I also completed a placement with Technology transfer firm, Oxford University Innovation, where I worked as part of the pharmaceutical and biotechnology team. During my time at OUI, I gained an in-depth understanding of the technology transfer process, and performed tasks including:
- Supporting invention disclosure/ business case assessments
- Prior art/ patent searching, supporting prior art and other requirements
- Market landscaping/ commercial assessments for new technologies
- Researching potential licensees, writing marketing materials and contacting potential licensees and supporting license discussions
- Analysing and preparing data on OUI activities and supporting OUI reporting into the University in addition to undertaking strategic research to develop internal resources for the Life Sciences group.

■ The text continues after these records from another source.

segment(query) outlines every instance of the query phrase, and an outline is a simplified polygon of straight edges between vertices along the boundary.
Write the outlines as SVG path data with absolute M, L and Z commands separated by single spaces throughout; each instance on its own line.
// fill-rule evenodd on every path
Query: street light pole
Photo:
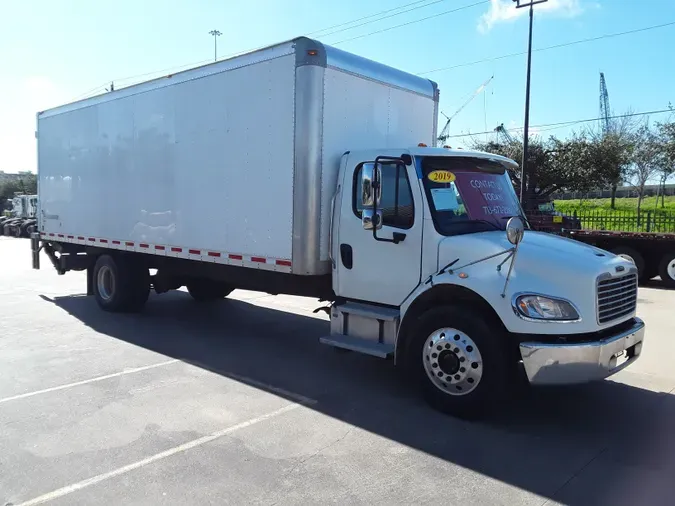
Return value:
M 218 30 L 211 30 L 210 35 L 213 35 L 213 61 L 218 61 L 218 37 L 222 35 Z
M 530 8 L 530 32 L 527 44 L 527 81 L 525 84 L 525 125 L 523 129 L 523 163 L 520 166 L 520 203 L 525 200 L 525 179 L 527 175 L 527 158 L 530 147 L 530 74 L 532 71 L 532 21 L 534 20 L 534 6 L 543 4 L 548 0 L 532 0 L 530 3 L 521 3 L 522 0 L 513 0 L 516 2 L 516 9 L 524 7 Z

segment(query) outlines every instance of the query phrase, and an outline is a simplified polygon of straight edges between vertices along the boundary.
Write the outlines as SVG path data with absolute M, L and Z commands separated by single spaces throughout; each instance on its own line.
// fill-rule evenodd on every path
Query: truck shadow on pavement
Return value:
M 92 297 L 43 298 L 115 339 L 273 386 L 275 395 L 316 399 L 311 409 L 529 491 L 536 504 L 673 504 L 675 400 L 667 393 L 614 381 L 523 388 L 497 418 L 466 422 L 427 407 L 390 363 L 319 344 L 328 323 L 309 314 L 239 300 L 204 307 L 182 292 L 151 298 L 139 315 L 104 313 Z M 472 503 L 511 503 L 482 488 Z

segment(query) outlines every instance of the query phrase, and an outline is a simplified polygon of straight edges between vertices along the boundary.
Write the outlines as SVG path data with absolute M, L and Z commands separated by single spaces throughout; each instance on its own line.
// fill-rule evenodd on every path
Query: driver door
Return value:
M 414 165 L 381 163 L 382 228 L 364 229 L 361 184 L 364 164 L 345 170 L 336 248 L 336 294 L 352 300 L 400 306 L 420 282 L 422 195 Z M 350 167 L 348 165 L 348 167 Z M 400 242 L 391 242 L 395 235 Z

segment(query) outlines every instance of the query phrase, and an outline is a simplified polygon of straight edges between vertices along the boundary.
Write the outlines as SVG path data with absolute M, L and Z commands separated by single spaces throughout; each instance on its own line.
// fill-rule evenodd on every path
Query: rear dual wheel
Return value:
M 495 410 L 510 391 L 505 339 L 470 309 L 440 307 L 422 315 L 405 359 L 432 407 L 477 418 Z
M 659 276 L 668 288 L 675 288 L 675 252 L 663 255 L 659 263 Z
M 133 258 L 101 255 L 94 265 L 93 287 L 104 311 L 138 312 L 150 294 L 150 273 Z

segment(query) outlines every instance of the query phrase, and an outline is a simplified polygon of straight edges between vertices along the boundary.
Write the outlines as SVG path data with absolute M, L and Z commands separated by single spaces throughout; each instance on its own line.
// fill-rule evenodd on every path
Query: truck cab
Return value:
M 348 152 L 331 226 L 325 344 L 392 357 L 432 404 L 467 415 L 532 384 L 602 379 L 641 352 L 637 273 L 529 230 L 507 171 L 482 152 Z

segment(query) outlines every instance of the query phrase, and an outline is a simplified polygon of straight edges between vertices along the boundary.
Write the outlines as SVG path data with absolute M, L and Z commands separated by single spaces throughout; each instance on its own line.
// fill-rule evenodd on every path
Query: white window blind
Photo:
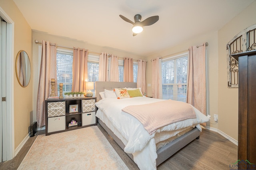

- Received training in spin-out company formation, non-disclosure agreements and licenses.
While completing my undergraduate/masters degree at Warwick, I devloped an overriding interest in molecular cell biology and decided to pursue a PhD project in this field.
I am currently in the second year of my PhD project, working as part of the De Piccoli Lab group, based in Warwick Medical School. We mainly work in the model organism Saccharomyces cerevisiae, and are interested in chromosome stability.
My project is focused on investigating the role of DNA:RNA helicase Splicing ENdonuclease 1 (Sen1) at replication forks, and its contribution to the maintenance of chromsome stability. We are particularly interested in Sen1 as its human orthologue, Senataxin, is mutated in the neurodegenerative diseases ataxia-ocular apraxia-2 (AOA2) and an autosomal dominant form of juvenile amyotrophic lateral sclerosis (ALS4).